Halley’s Comet is known to have preceded each and every form of these evils in turn.

Directly after each return of Halley’s Comet there has always followed somewhere within the influence of its rays one or other of those “dire things,”—a flood, an earthquake, a hurricane, famine, plague, war, bloodshed, or the sudden death of a ruler.

Thanks to the careful work of such painstaking astronomers and historians as Lubienitius, Pingré, Dionys de Séjour, J. Russell Hind, Laugier, and Messrs. Cowell and Crommelin, the records of great events connected with Halley’s Comet have been traced back nearly 2,000 years, to the days before Christ.

Among the signal events following in the train of this Comet there have been so many bloody massacres and appalling disasters that Halley’s Comet now has the ominous distinction of being the bloodiest of all stars of ill omen.
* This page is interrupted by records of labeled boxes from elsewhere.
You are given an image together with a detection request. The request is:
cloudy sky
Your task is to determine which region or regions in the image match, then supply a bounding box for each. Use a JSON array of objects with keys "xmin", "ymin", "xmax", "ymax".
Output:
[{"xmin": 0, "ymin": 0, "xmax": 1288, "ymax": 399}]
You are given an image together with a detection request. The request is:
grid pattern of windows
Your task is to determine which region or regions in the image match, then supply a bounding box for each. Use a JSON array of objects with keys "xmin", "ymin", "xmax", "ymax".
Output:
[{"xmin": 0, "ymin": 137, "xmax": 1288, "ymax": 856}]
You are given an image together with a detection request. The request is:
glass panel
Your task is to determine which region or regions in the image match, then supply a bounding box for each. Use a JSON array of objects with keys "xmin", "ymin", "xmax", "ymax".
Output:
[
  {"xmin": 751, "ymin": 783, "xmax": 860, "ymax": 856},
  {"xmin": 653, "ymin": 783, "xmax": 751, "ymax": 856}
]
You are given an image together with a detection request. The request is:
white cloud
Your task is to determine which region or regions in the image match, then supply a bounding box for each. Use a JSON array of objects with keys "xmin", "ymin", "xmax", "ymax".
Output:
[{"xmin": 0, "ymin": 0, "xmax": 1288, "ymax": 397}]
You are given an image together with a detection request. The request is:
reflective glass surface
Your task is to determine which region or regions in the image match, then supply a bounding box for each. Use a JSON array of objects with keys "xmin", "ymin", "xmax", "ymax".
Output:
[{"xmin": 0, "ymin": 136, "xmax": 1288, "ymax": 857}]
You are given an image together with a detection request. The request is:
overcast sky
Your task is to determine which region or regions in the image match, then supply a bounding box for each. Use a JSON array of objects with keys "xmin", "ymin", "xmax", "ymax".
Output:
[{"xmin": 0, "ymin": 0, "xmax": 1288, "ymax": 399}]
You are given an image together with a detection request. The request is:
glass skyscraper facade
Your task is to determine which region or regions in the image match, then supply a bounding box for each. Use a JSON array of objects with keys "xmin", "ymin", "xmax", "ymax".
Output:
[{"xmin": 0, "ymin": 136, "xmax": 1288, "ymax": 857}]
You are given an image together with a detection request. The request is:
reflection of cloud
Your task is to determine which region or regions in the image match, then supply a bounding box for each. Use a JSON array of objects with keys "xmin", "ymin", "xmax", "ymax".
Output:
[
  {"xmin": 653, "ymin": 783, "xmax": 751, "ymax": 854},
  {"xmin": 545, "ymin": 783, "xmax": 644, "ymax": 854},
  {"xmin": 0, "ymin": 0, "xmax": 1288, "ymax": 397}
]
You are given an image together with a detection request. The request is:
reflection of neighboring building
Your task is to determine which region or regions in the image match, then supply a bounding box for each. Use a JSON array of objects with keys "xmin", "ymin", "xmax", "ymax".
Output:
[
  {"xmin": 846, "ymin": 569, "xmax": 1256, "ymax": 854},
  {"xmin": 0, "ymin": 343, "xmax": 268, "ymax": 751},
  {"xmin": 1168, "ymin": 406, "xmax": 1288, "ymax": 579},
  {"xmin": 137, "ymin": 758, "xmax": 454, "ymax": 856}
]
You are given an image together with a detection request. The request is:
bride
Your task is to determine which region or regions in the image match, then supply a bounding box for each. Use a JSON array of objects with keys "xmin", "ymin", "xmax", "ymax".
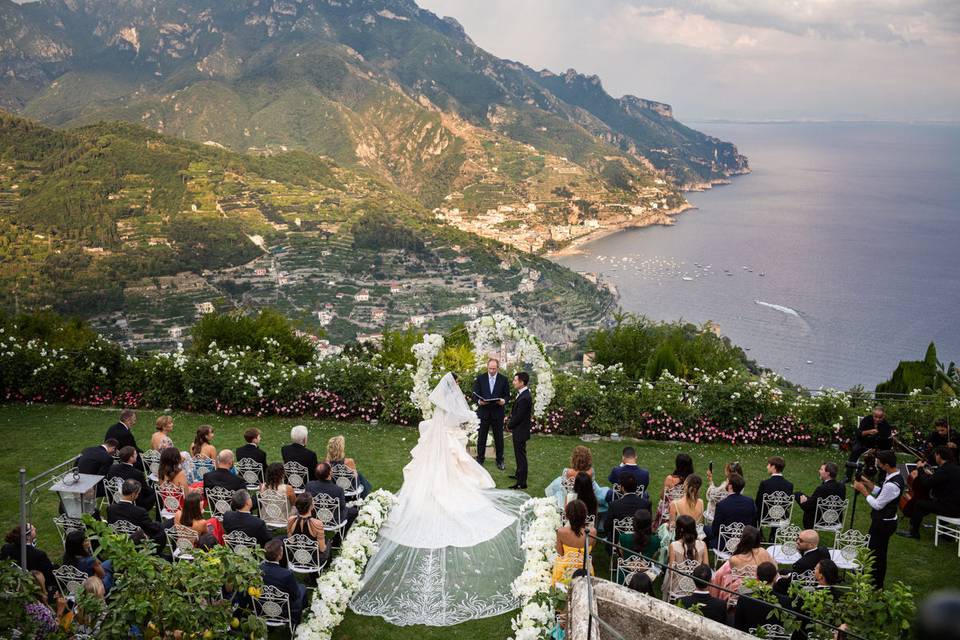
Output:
[{"xmin": 350, "ymin": 373, "xmax": 529, "ymax": 626}]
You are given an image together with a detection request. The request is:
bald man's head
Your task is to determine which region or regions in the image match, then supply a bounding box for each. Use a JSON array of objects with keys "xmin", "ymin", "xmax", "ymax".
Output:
[{"xmin": 797, "ymin": 529, "xmax": 820, "ymax": 553}]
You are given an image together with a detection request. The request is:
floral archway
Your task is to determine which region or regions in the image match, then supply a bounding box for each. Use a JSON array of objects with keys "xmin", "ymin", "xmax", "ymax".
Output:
[{"xmin": 410, "ymin": 313, "xmax": 554, "ymax": 418}]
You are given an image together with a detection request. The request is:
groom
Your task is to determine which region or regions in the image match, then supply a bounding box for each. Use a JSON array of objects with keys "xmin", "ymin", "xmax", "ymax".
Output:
[
  {"xmin": 473, "ymin": 358, "xmax": 510, "ymax": 471},
  {"xmin": 507, "ymin": 371, "xmax": 533, "ymax": 489}
]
Herewith follows the story of this Comet’s periodic appearances in history and of the events connected therewith, as traced back from its last return in 1835 to its first recorded entrance into the history of mankind.

1835-1836

Halley’s Comet last appeared in the Summer of 1835, and was seen until Spring of the following year.

It was first discerned by Father Dumouchel with a powerful telescope from the observatory of the Collegio Romano in Rome on the night of August 6, 1835. Father Dumouchel, who had been watching for it many months, picked it up close to the spot in the heavens that Rosenberger, a German astronomer, had predicted for its appearance on that date.

The last astronomer to see the Comet was Sir John Herschel, who observed it from the Cape of Good Hope until the middle of May, 1836.

Other noted astronomers who made observations of it were Arago, Struve, Bessel, Kaiser, Sir Thomas Maclear, Admiral Smyth, Baron Damoiseau and Count Pontécoulant.